Within 24 hours of its launch, the GiveSendGo account established for Daniel Penny has amassed close to $1 million, courtesy of approximately 21,000 generous donors.
“Daniel Penny is a twenty-four-year-old college student and decorated Marine veteran, facing a criminal investigation stemming from him protecting individuals on a NYC subway train from an assailant who later died,” says the site.
“Funds are being raised to pay Mr. Penny’s legal fees incurred from any criminal charges filed and any future civil lawsuits that may arise, as well as expenses related to his defense. All contributions are greatly appreciated,” it adds.
“Any proceeds collected which exceed those necessary to cover Mr. Penny’s legal defense will be donated to a mental health advocacy program in New York City.”
Penny was charged with second-degree manslaughter in the death of Jordan Neely, who went unconscious and passed away after being put into a chokehold by Penny when Neely began threatening to kill passengers in an NYC subway car.

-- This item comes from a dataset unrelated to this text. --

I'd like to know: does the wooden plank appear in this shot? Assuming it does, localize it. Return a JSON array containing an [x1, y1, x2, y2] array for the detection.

Neely had a lengthy arrest record and suffered from mental issues that were left untreated in the Democrat-run Big Apple.
Penny’s attorneys released a statement on the death late last week, saying that their client “was involved in a tragic incident on the NYC Subway, which ended in the death of” Neely.

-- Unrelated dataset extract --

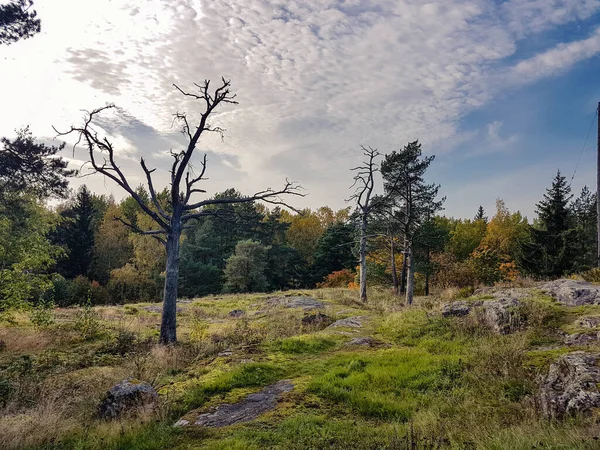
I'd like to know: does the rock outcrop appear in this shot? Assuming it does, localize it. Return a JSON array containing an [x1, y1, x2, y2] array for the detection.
[[538, 352, 600, 419], [175, 380, 294, 427], [540, 279, 600, 306], [442, 296, 521, 334], [347, 336, 375, 347], [565, 332, 600, 345], [328, 316, 366, 328], [267, 295, 325, 310], [302, 313, 333, 326], [98, 378, 158, 419]]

The statement, which was released by the law firm Raiser and Kenniff, P.C., added:
We would first like to express, on behalf of Daniel Penny, our condolences to those close to Mr. Neely. Mr. Neely had a documented history of violent and erratic behavior, the apparent result of ongoing and untreated mental illness. When Mr. Neely began aggressively threatening Daniel Penny and the other passengers, Daniel, with the help of others, acted to protect themselves, until help arrived. Daniel never intended to harm Mr. Neely and could not have foreseen his untimely death.
For too long, those suffering from mental illness have been treated with indifference. We hope that out of this awful tragedy will come a new commitment by our elected officials to address the mental health crisis on our streets and subways.
Freelance journalist Juan Alberto Vazquez, as well as a report from The New York Post, have provided accounts stating that witnesses observed Neely engaging in a confrontational tirade while in the subway on Monday afternoon.
Witnesses described his behavior as erratic and noted that he shouted aggressively, expressing a lack of concern about the possibility of being incarcerated.